ClimNet

Résumé

The ClimNet project’s aims at developing new mathematical methods to supervise (with validated experimental results of Gene-Gene interactions) Machine Learning (ML) algorithms to build Gene Regulatory Networks. These new methods will be applied in a biological context with very broad implications since they will be used to model molecular responses of plants to climate-change- and nutritional-related variables. Indeed, the industrial revolution has released an important amount of CO2 in the atmosphere, which modifies the climate, leading to a combination of drought, and high temperature episodes.
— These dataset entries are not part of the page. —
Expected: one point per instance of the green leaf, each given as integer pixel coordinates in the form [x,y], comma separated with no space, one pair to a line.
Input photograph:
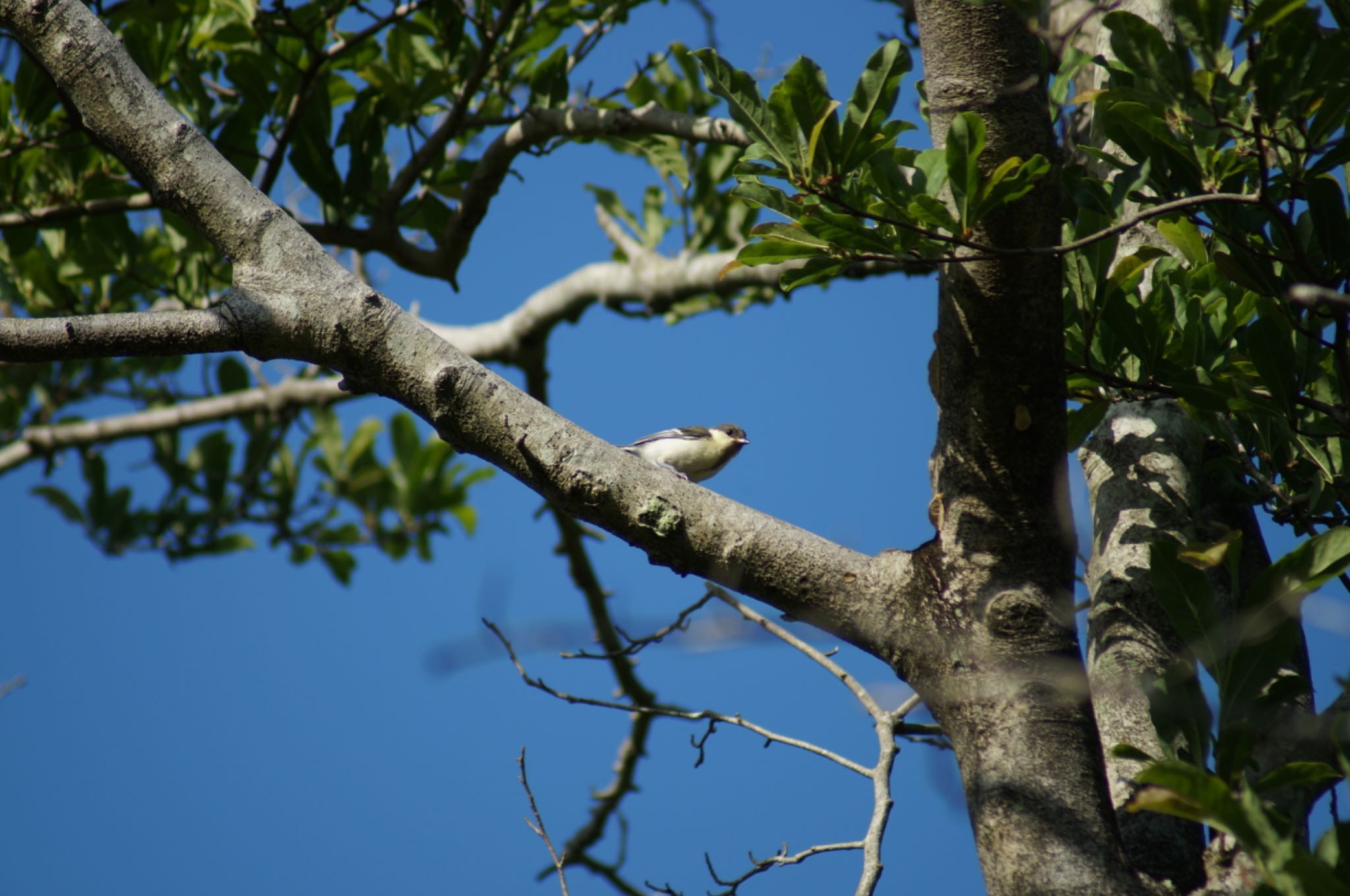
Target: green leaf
[663,153]
[814,271]
[1187,238]
[802,99]
[774,253]
[1270,343]
[312,154]
[1298,775]
[61,502]
[229,544]
[1326,206]
[1266,15]
[1130,752]
[1084,420]
[1249,271]
[608,200]
[874,98]
[770,198]
[1191,793]
[1180,713]
[403,434]
[548,81]
[1280,589]
[964,145]
[341,563]
[747,107]
[231,376]
[1141,47]
[789,234]
[933,212]
[1186,597]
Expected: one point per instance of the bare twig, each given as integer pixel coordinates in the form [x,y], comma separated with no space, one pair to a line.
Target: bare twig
[777,860]
[1312,294]
[11,686]
[636,646]
[53,213]
[676,713]
[538,825]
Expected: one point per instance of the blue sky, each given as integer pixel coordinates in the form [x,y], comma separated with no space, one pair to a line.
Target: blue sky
[241,725]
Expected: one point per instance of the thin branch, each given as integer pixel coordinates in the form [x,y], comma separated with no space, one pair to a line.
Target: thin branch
[777,860]
[136,333]
[654,284]
[53,213]
[1311,294]
[435,145]
[859,692]
[674,713]
[44,440]
[538,825]
[997,251]
[11,686]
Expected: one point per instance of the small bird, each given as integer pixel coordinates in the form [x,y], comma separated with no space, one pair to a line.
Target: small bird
[691,453]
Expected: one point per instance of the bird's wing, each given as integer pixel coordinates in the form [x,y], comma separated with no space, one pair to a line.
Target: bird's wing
[682,432]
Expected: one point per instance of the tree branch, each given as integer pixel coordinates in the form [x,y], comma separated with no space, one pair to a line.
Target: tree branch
[139,333]
[54,213]
[292,300]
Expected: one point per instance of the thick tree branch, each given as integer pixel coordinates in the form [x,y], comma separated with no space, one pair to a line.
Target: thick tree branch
[1011,692]
[292,300]
[651,284]
[1142,471]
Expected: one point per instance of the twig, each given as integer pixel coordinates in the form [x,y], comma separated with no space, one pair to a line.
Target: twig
[788,637]
[538,825]
[635,646]
[777,860]
[11,686]
[999,251]
[674,713]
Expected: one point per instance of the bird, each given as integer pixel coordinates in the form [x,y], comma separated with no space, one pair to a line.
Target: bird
[691,453]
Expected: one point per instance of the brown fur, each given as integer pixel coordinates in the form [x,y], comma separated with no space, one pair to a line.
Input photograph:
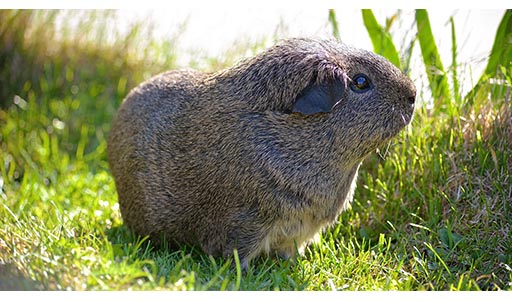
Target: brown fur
[219,160]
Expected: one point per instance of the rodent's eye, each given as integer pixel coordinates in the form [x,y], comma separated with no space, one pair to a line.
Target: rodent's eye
[360,83]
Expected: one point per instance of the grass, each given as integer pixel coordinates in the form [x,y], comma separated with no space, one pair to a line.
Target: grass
[431,212]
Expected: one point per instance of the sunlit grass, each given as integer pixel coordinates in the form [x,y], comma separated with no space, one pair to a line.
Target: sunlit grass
[431,212]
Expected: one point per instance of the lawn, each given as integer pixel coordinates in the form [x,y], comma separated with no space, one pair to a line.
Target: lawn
[432,211]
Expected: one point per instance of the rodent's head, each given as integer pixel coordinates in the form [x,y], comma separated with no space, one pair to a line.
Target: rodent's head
[348,93]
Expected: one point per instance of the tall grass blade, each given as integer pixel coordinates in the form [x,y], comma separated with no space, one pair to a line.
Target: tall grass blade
[456,85]
[334,24]
[501,55]
[431,58]
[381,39]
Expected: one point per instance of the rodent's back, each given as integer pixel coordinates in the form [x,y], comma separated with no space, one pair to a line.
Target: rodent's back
[135,146]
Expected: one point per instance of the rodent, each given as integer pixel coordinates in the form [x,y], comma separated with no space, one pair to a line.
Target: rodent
[259,157]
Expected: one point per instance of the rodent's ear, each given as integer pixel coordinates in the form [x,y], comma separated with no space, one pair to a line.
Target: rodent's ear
[319,98]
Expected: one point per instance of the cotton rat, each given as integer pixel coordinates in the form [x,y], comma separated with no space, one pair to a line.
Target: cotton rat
[259,157]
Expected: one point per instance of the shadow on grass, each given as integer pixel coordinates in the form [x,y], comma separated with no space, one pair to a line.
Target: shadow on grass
[11,279]
[173,263]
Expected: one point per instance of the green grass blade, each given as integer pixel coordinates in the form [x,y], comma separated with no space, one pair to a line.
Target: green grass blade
[501,54]
[456,85]
[381,39]
[431,58]
[334,24]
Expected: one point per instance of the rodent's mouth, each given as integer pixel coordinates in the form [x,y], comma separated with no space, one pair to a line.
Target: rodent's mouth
[405,114]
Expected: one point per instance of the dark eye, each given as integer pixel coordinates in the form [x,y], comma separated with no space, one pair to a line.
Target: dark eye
[360,83]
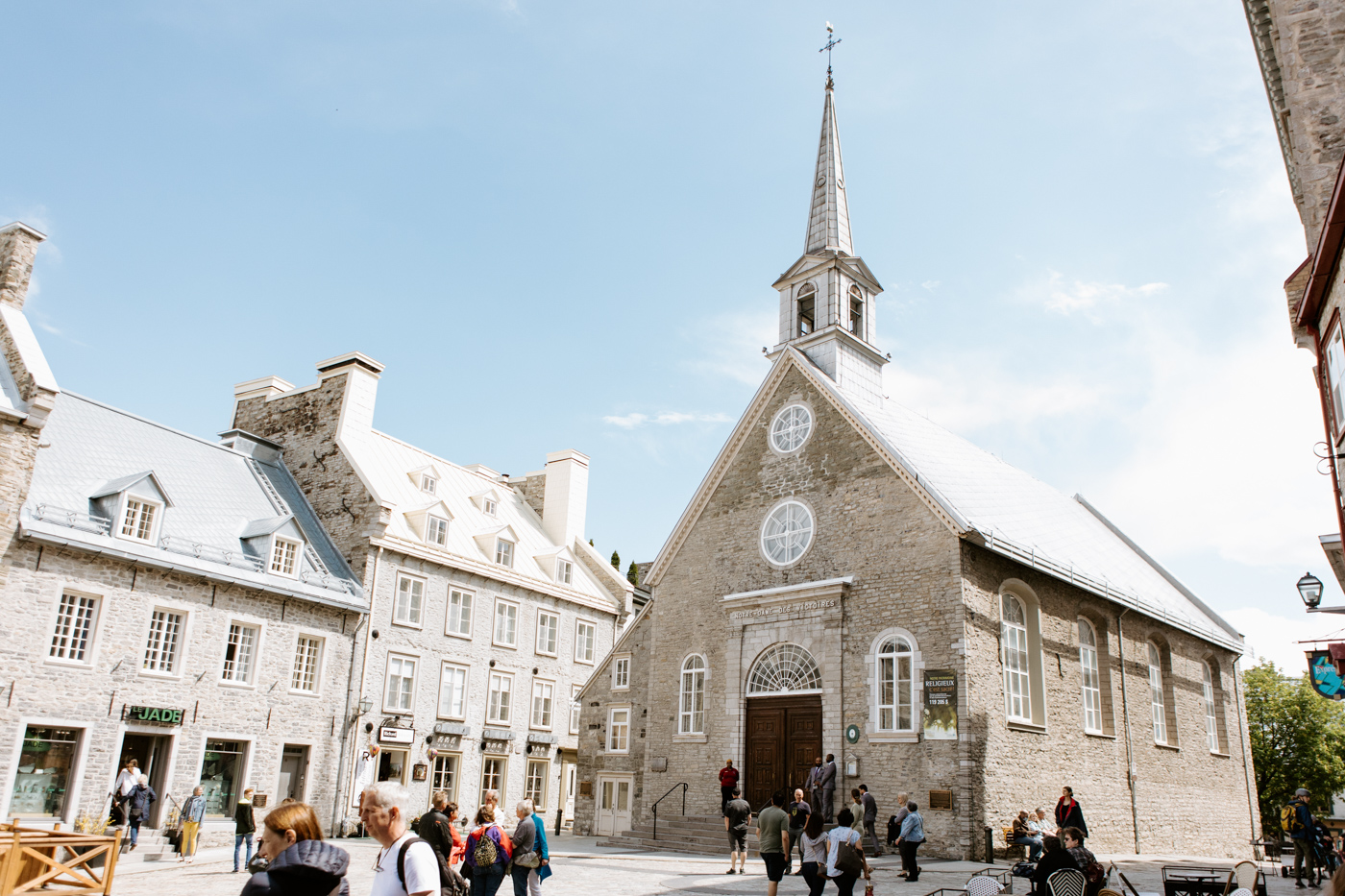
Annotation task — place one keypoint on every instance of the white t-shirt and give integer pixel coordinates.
(421, 869)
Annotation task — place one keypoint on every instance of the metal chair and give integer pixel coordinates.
(1066, 882)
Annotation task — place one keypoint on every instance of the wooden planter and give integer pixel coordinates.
(60, 862)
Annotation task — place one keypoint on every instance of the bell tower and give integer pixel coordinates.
(827, 298)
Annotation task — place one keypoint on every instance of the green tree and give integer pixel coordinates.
(1297, 739)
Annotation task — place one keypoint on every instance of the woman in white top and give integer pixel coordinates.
(814, 842)
(843, 833)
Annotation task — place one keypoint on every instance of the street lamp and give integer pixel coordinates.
(1310, 590)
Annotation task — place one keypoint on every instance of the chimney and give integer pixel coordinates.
(565, 498)
(17, 247)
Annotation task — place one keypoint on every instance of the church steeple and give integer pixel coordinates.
(827, 298)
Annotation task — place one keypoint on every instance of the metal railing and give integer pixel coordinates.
(655, 806)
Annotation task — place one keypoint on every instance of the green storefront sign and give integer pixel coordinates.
(152, 714)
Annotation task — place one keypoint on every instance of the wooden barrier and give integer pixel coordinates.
(54, 861)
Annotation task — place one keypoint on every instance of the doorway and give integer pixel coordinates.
(151, 752)
(784, 736)
(293, 772)
(614, 805)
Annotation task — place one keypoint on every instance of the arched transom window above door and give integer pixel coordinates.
(784, 668)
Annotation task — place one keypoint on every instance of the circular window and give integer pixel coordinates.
(787, 533)
(790, 428)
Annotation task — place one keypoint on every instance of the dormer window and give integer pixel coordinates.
(284, 556)
(138, 519)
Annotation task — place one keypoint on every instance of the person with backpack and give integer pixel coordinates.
(300, 861)
(1297, 821)
(406, 864)
(488, 853)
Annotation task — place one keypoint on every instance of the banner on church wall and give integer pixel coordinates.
(941, 709)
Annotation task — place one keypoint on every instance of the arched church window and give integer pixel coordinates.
(807, 308)
(894, 685)
(787, 533)
(692, 705)
(857, 311)
(784, 668)
(790, 428)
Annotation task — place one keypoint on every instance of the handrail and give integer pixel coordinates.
(655, 806)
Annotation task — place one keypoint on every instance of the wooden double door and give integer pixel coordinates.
(783, 738)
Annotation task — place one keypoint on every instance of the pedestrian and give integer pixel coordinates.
(773, 839)
(814, 844)
(1068, 812)
(912, 835)
(300, 861)
(737, 815)
(799, 811)
(1301, 832)
(544, 871)
(404, 868)
(728, 781)
(137, 806)
(870, 818)
(844, 833)
(244, 826)
(192, 812)
(829, 787)
(488, 853)
(1024, 835)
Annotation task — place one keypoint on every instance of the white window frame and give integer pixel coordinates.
(585, 648)
(461, 698)
(542, 709)
(548, 621)
(506, 606)
(278, 553)
(500, 694)
(619, 732)
(436, 530)
(81, 627)
(396, 709)
(155, 519)
(249, 677)
(463, 608)
(318, 665)
(413, 607)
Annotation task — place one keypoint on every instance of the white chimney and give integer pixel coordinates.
(565, 499)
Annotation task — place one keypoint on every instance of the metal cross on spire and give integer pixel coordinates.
(831, 40)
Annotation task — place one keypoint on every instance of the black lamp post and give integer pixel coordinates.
(1310, 590)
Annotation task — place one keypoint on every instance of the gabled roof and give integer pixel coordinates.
(988, 502)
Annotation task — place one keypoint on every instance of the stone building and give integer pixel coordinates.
(167, 597)
(851, 579)
(488, 606)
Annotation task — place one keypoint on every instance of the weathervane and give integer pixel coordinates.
(831, 40)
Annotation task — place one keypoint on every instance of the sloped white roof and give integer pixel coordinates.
(385, 462)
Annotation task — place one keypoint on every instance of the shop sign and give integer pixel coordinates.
(390, 735)
(152, 714)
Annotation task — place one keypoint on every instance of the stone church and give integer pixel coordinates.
(853, 579)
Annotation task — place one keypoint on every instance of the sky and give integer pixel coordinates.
(557, 225)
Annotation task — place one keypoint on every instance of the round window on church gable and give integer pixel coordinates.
(787, 533)
(791, 428)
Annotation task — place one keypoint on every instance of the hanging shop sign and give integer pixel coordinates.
(152, 714)
(941, 709)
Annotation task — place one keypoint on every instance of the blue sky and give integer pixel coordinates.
(558, 225)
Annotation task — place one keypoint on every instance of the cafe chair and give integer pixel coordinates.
(1065, 882)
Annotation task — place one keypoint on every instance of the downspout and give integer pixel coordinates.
(1125, 712)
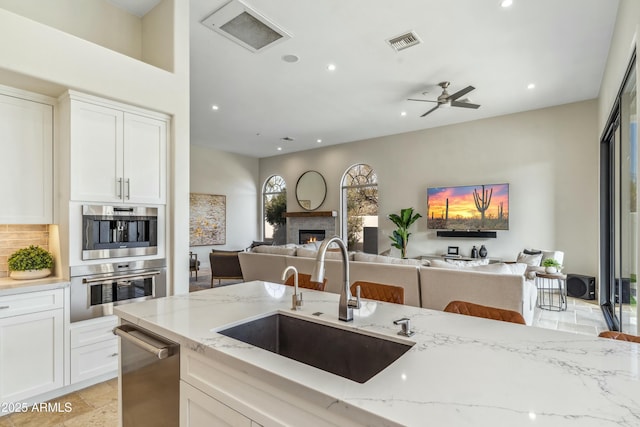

To date, the effect of these new environmental variables (CO2, Temperature, Drought) is poorly known in particular when studied in combination with other environmental variables important for plant growth and development (Nutrition for instance). Since, photosynthetic organisms (such as higher plants) are a major sink for carbon (CO2), knowing i) how they respond to such combination of signals as well as ii) determining key element of gene regulatory networks, would provide fundamental knowledge that might help mitigate the effect of global warming and potentially secure food production.

Mots clés

Partenaires du projet

INSB

Gabriel KROUK

Institut des Sciences des Plantes de Montpellier

(UMR5004) Montpellier

INSMI

André MAS

IMAG

(UMR5149) Montpellier

INSB

Antoine MARTIN

Institut des Sciences des Plantes de Montpellier

(UMR5004) Montpellier

This picture has been generated by a Generative Adversarial Network (VQ-GAN + Clip) using a picture of plants taken by Gabriel Krouk in the lab. A well chosen prompt has been added to make this IA-generated artistic picture referring to “the role of plants in the context of a warming planet ''. The algorithm has been deployed by Dr Clement Carre team at BionomeeX ©.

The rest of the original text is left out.